Why You Should Not Miss Shareholders' Meetings
NEW YORK ( TheStreet) -- We're in the middle of corporate America's proxy season, a time when the top executives of the world's largest companies -- and their boards of directors-- are expected to appear in front of shareholders at annual meetings and take questions. Sometimes, heaven forbid, they even take criticism.
These events are often ignored by investors and the media, unless there's some high-profile proxy vote or showdown taking place. That's a shame, because annual shareholders' meetings are a rare and important opportunity for shareholders to size up the companies they own and the executives that are running them.
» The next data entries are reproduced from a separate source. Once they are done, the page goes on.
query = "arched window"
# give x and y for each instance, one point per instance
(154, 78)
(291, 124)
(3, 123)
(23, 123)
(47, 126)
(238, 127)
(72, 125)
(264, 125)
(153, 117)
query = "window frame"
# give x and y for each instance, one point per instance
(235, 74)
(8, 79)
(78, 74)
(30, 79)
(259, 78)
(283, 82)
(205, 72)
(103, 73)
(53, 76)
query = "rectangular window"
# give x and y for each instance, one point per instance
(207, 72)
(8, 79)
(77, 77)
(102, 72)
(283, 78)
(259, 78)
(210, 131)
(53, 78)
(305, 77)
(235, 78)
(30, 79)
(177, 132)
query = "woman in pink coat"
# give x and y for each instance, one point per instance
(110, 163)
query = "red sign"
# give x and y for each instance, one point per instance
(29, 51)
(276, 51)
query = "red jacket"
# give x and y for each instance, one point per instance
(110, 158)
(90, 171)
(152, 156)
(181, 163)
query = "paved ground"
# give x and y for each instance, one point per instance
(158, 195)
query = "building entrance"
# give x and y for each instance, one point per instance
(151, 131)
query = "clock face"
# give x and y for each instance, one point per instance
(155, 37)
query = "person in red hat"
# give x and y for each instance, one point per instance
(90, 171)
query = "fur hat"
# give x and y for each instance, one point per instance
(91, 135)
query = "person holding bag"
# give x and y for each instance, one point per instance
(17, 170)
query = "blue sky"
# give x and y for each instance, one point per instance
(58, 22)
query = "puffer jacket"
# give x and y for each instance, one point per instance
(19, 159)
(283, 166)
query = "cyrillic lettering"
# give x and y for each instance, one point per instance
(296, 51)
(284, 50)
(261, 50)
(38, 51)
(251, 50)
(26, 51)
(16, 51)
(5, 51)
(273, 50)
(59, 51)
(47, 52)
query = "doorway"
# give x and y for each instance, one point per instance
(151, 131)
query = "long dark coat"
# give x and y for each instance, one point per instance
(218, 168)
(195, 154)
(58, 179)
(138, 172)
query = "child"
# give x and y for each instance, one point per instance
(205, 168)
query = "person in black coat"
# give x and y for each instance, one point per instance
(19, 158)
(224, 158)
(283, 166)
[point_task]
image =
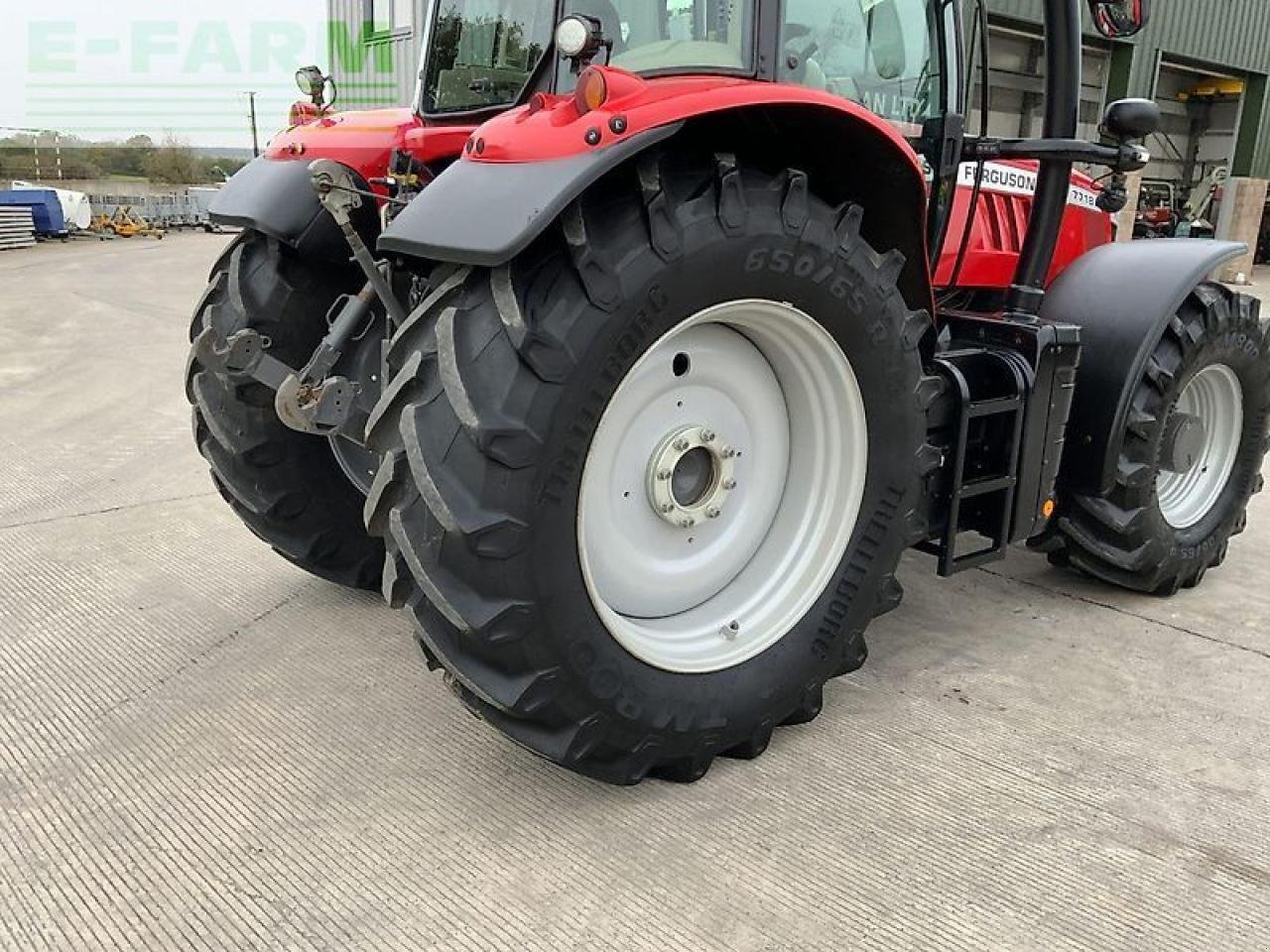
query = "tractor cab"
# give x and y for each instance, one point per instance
(887, 55)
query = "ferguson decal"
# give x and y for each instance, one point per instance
(1012, 180)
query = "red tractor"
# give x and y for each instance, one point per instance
(656, 333)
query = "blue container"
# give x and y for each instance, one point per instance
(46, 208)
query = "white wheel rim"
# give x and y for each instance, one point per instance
(1216, 399)
(712, 594)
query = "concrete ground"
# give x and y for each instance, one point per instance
(200, 748)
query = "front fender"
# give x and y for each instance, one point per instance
(444, 223)
(275, 197)
(1121, 296)
(524, 168)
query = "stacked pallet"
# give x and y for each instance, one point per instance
(17, 227)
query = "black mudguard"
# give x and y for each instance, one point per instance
(1121, 296)
(485, 213)
(276, 198)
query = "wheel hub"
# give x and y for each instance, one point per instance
(1184, 443)
(1201, 445)
(690, 476)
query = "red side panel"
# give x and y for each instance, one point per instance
(553, 128)
(1001, 225)
(365, 140)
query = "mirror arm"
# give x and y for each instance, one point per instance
(1120, 158)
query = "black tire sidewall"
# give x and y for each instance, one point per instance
(1242, 353)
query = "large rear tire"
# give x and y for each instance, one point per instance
(1194, 444)
(289, 488)
(508, 430)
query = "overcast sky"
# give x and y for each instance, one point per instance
(117, 67)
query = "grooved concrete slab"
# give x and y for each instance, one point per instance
(203, 749)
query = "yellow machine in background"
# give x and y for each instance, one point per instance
(126, 222)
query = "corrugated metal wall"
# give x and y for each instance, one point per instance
(1220, 33)
(377, 72)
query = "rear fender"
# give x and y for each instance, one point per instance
(1121, 296)
(525, 168)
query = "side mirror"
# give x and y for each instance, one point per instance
(1119, 19)
(1132, 118)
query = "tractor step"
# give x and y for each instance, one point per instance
(1002, 425)
(989, 390)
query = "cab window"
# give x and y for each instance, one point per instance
(880, 54)
(656, 36)
(484, 53)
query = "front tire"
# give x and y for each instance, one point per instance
(1167, 521)
(493, 425)
(289, 488)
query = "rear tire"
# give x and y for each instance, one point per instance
(1157, 532)
(499, 385)
(286, 486)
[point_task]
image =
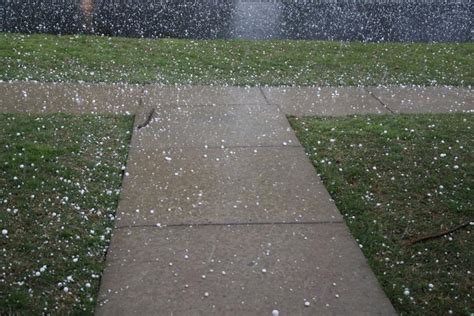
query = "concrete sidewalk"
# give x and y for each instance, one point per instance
(35, 97)
(221, 212)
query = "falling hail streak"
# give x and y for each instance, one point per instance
(86, 7)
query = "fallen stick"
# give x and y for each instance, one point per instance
(148, 119)
(441, 234)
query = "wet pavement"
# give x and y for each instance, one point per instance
(221, 212)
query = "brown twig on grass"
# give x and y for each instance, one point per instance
(441, 234)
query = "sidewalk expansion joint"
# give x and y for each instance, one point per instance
(220, 147)
(202, 105)
(336, 222)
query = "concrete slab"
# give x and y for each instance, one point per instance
(218, 270)
(215, 126)
(231, 185)
(158, 95)
(425, 99)
(327, 101)
(35, 97)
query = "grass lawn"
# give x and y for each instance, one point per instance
(396, 178)
(60, 178)
(238, 62)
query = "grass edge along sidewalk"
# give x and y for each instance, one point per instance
(60, 179)
(238, 62)
(396, 179)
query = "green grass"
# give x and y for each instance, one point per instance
(395, 178)
(60, 178)
(236, 62)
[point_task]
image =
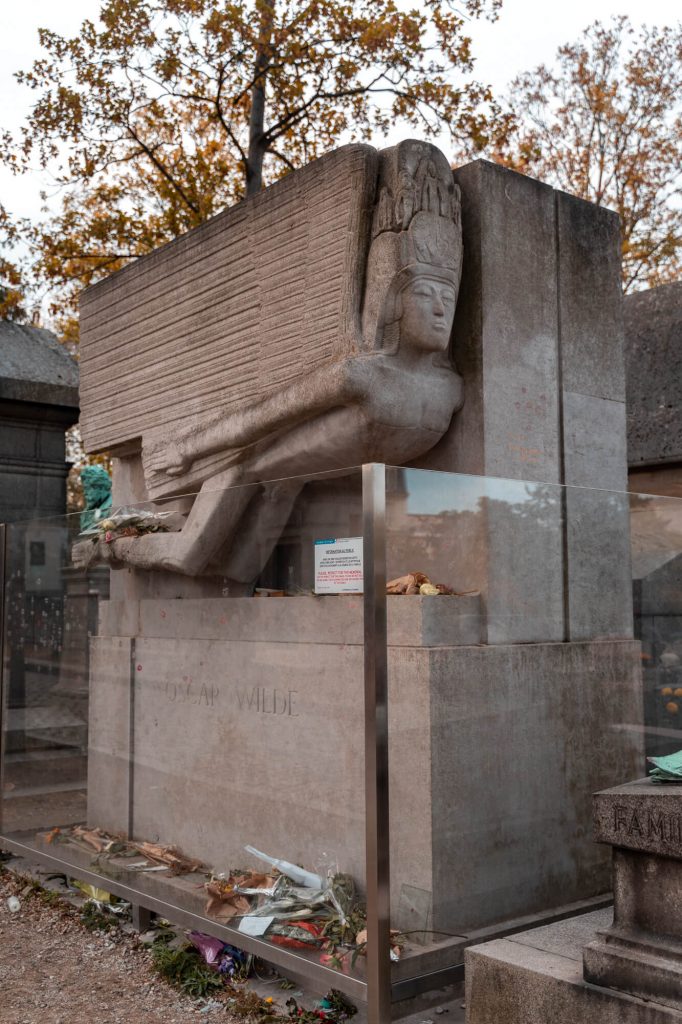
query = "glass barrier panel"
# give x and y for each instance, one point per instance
(535, 657)
(182, 719)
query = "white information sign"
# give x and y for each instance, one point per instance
(339, 565)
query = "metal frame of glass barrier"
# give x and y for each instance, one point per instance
(377, 990)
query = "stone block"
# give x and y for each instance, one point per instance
(506, 341)
(598, 565)
(257, 296)
(590, 299)
(653, 360)
(594, 442)
(112, 752)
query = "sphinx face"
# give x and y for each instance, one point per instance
(428, 311)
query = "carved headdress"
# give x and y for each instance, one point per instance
(417, 230)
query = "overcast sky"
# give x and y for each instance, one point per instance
(527, 33)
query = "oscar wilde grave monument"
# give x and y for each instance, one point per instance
(370, 307)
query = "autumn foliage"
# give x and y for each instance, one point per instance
(605, 124)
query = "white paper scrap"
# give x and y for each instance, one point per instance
(252, 925)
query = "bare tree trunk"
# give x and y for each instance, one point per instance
(257, 143)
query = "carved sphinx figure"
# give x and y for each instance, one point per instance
(389, 399)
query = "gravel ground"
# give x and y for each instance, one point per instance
(54, 971)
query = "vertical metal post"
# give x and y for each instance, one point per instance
(376, 747)
(3, 693)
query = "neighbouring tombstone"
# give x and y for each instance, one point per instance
(38, 402)
(641, 951)
(243, 352)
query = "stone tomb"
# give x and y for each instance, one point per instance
(221, 721)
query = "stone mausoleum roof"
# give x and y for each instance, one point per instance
(34, 367)
(653, 372)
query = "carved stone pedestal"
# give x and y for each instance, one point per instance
(641, 952)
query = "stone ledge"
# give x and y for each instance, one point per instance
(413, 622)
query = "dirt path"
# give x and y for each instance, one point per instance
(53, 971)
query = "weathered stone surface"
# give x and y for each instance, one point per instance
(598, 569)
(653, 359)
(111, 759)
(536, 978)
(640, 815)
(35, 368)
(226, 309)
(283, 721)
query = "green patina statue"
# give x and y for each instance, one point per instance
(97, 493)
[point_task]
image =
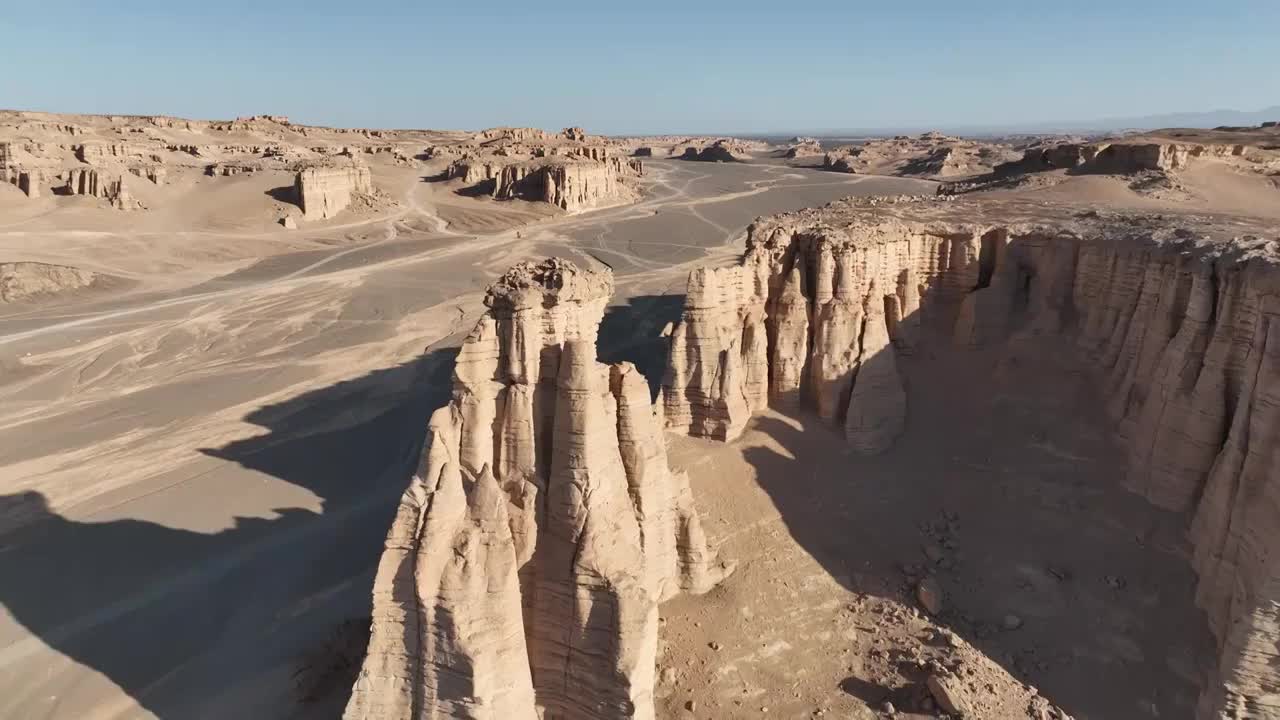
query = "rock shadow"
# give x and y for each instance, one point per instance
(483, 188)
(182, 620)
(1010, 497)
(632, 333)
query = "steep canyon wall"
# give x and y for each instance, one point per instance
(1183, 332)
(525, 566)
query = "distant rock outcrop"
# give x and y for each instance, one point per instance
(1184, 333)
(570, 185)
(99, 183)
(23, 281)
(525, 566)
(571, 182)
(323, 191)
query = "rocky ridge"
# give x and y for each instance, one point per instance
(525, 566)
(323, 191)
(1183, 331)
(583, 178)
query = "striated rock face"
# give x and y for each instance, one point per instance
(22, 281)
(327, 190)
(568, 183)
(1183, 332)
(97, 183)
(1118, 158)
(525, 566)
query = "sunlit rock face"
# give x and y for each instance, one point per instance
(525, 566)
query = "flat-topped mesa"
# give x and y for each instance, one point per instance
(325, 190)
(570, 183)
(1182, 328)
(524, 569)
(1112, 158)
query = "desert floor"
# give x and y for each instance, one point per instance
(200, 470)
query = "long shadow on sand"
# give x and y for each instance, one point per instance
(170, 616)
(1009, 495)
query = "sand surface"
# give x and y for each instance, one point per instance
(197, 474)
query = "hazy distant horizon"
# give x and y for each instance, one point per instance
(677, 68)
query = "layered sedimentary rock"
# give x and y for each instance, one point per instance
(97, 183)
(568, 183)
(95, 153)
(525, 566)
(725, 150)
(1111, 156)
(931, 154)
(1184, 333)
(323, 191)
(31, 182)
(22, 281)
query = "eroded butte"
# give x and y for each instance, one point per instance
(661, 427)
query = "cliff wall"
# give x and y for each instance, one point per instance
(1184, 332)
(525, 566)
(327, 190)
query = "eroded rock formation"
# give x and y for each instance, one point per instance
(572, 183)
(97, 183)
(931, 154)
(22, 281)
(323, 191)
(1183, 331)
(525, 566)
(1111, 156)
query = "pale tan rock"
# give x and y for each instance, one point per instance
(949, 696)
(323, 191)
(1184, 336)
(31, 182)
(23, 281)
(96, 183)
(524, 572)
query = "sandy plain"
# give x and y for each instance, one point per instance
(199, 465)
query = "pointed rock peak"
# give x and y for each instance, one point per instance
(548, 282)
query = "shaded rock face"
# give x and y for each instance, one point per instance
(525, 565)
(1119, 158)
(1185, 337)
(324, 191)
(99, 183)
(570, 185)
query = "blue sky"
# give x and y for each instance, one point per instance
(641, 67)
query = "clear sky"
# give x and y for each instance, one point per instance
(641, 65)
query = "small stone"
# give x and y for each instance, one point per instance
(933, 552)
(929, 596)
(946, 697)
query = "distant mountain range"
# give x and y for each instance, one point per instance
(1203, 119)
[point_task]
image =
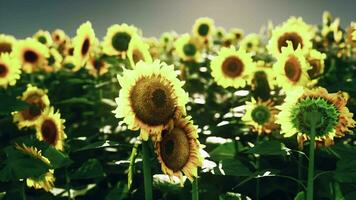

More importantly, these meetings give shareholders a venue for trying to hold a company's board of directors accountable for their performance representing the interests of shareholders. In addition to being an opportunity to ask questions of top executives and give feedback, annual meetings are place where shareholders can vote -- either in person or by proxy -- for or against directors and on other matters.
Sometimes, the outcomes of these votes are uncertain and can have major consequences for companies and their shareholders. Usually, they're just a formality, but either way, the tone of an annual meeting can offer telltale clues about a company's commitment to serving the interests of its shareholders -- a crucially important gauge for the long-term investor.
Companies that are well-run and have good corporate governance will often have freewheeling annual meetings where many shareholders ask tough questions and offer constructive feedback. Their executives and directors will respond with thoughtful, enlightening commentaries that include frank assessments of the risks the company faces and the challenges it is trying to overcome.
On the other hand, companies that are poorly run, have bad corporate governance or are not truly confident in their future prospects will often run their meetings with an iron fist, ignoring key issues, bristling at tough questions and stifling dissent. Often, shareholders will raise important underlying issues about a company's governance -- like executive compensation or capital allocation practices -- and the response of the company to such scrutiny can speak volumes about its quality.
In the spring of 2009, when I was a financial journalist covering the aftermath of the global financial crisis, I sat through numerous annual meetings of companies that had recently seen their stocks plummet after years of bad performance. Their revenue and earnings were collapsing, and yet, the executives at the meetings gave little indication that anything was wrong. Moreover, there was nary a peep from shareholders, who were mostly represented there by large mutual fund companies and other such prestigious institutions.